Former British and Commonwealth heavyweight champion David Price will face Jakov Gospic on the May 29th card in Liverpool that will be headlined by Tony Bellew-Ilunga Makabu for the vacant WBC cruiserweight title. This will, of course, be Price’s first fight back since being stopped inside two-rounds by Erkan Teper last July. Teper, like the only other man to have beaten Price, Tony Thompson, later failed a drugs test. Price is now convinced he can make it to the very top and that he was beaten only due to cheating on the part of Thompson and Teper.
Gospic, 17-14(12) was linked to Shannon Briggs at one point, with various reports suggesting the journeyman would face Briggs on tonight’s card at The O2 in London. Now Price gets the chance to ease himself back into action against the 33-year-old Croatian, with new trainer Dave Coldwell taking over as his head trainer. Price, a powerful puncher who looked for all the world like at least a world title challenger if not a world title winner before his three setbacks, told Sky Sports that he has no interest in going back over old ground at British level, instead aiming to show what he can do at the highest level.
“I’m not really bothered about going down the British route. If I get put back where I belong before I was cheated, I’m beyond the British route,” Price said. “If I have to, then it’s a different story. But we’ll see that in the not-too-distant future. I was always going to come back from this (the Teper loss and before that the two Thompson defeats) – there’s only so long they can keep a quality, big-punching heavyweight like myself down. The quality will come through. I’ve always maintained that I’m as good – I’ve got as much ability, if not more – than most heavyweights. Something is going to click where I do produce in the ring.”

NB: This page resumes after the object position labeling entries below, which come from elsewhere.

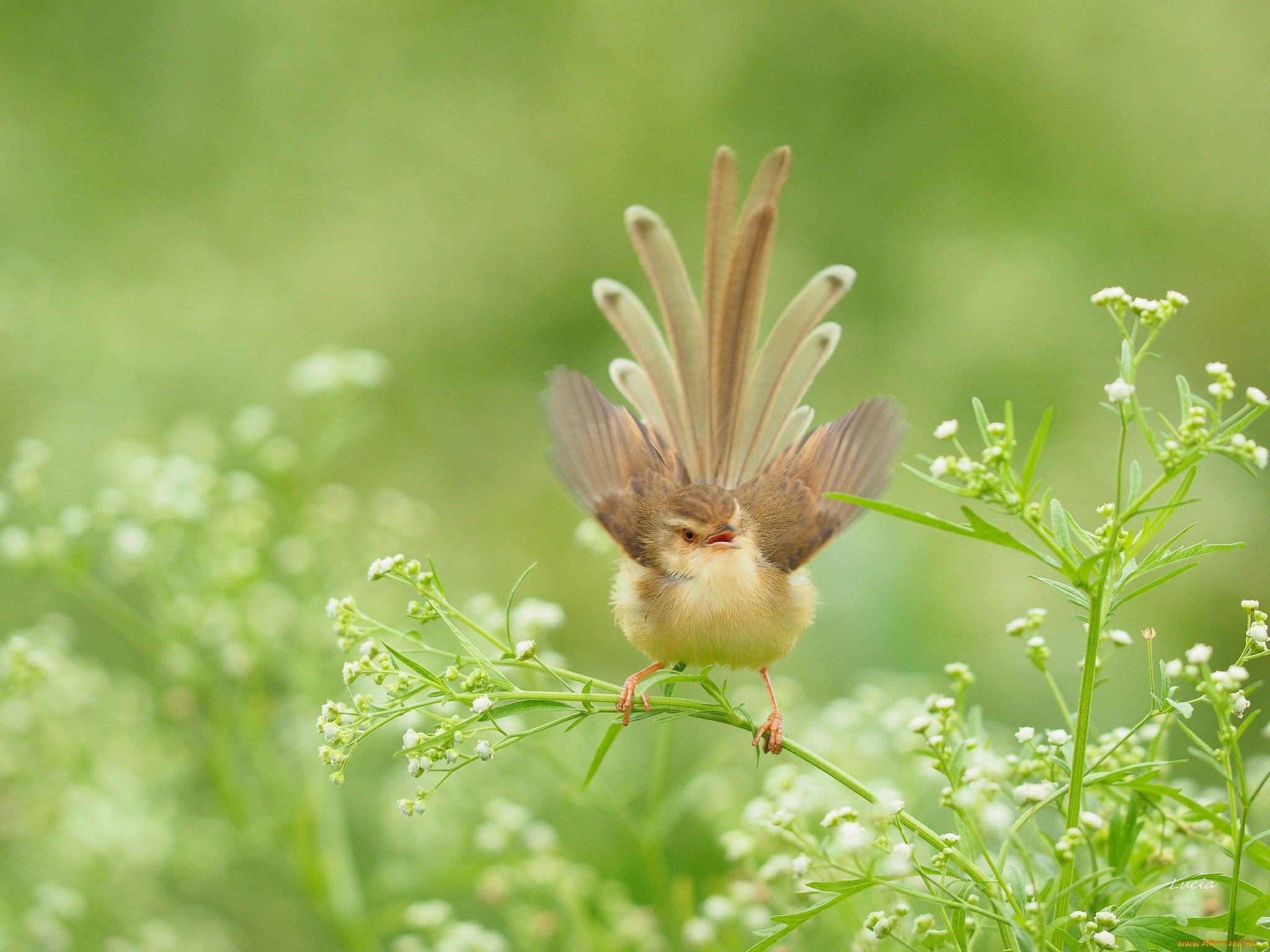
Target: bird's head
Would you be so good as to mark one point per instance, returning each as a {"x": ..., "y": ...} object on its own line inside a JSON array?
[{"x": 703, "y": 528}]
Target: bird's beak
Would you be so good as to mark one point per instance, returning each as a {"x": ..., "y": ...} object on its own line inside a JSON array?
[{"x": 724, "y": 537}]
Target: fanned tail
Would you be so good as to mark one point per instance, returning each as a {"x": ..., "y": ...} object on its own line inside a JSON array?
[{"x": 700, "y": 387}]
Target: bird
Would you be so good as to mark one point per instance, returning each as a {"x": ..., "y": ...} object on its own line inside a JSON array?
[{"x": 713, "y": 488}]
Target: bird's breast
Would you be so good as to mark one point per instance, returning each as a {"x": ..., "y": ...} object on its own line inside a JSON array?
[{"x": 734, "y": 612}]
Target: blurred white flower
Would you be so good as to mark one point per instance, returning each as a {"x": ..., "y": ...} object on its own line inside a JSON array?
[
  {"x": 1119, "y": 390},
  {"x": 328, "y": 371},
  {"x": 1199, "y": 654}
]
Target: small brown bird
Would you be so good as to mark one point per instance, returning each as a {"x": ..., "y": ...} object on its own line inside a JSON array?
[{"x": 716, "y": 493}]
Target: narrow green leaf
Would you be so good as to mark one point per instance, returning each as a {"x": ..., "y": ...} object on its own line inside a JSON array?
[
  {"x": 602, "y": 751},
  {"x": 1034, "y": 452},
  {"x": 1073, "y": 594},
  {"x": 507, "y": 612},
  {"x": 788, "y": 923},
  {"x": 902, "y": 513},
  {"x": 415, "y": 667},
  {"x": 981, "y": 416},
  {"x": 1184, "y": 395},
  {"x": 1059, "y": 526},
  {"x": 988, "y": 532},
  {"x": 939, "y": 484},
  {"x": 1153, "y": 583}
]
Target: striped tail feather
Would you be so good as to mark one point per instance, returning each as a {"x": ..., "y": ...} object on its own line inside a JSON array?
[{"x": 723, "y": 409}]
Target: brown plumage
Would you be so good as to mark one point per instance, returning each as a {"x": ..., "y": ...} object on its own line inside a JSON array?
[{"x": 714, "y": 494}]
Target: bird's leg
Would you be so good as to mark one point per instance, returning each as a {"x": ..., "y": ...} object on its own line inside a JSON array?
[
  {"x": 773, "y": 725},
  {"x": 626, "y": 701}
]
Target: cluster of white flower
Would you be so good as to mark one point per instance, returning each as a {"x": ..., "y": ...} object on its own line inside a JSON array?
[{"x": 328, "y": 371}]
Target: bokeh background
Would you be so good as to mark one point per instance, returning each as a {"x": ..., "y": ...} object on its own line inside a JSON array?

Price insists we have not yet seen him at his best. Phase-one of the comeback begins a week tomorrow, and Price, 19-3(16) should have no real issue in beating smallish heavyweight (just 6’1” to Price’s 6’8”) Gospic. Price may want to get some rounds under his belt as he reacquires his confidence and sheds some rust, but anything other than a clear and commanding win will not be enough to convince the sceptics Price has what it takes to make a long and successful return.
If Price can get some momentum going, winning, say, three or four fights, maybe he can still get in there and mix it with the big names of the division. Price is young enough at age 32, but is he mentally strong enough to be able to bounce back from those three KO losses (albeit against men who subsequently failed drugs tests)?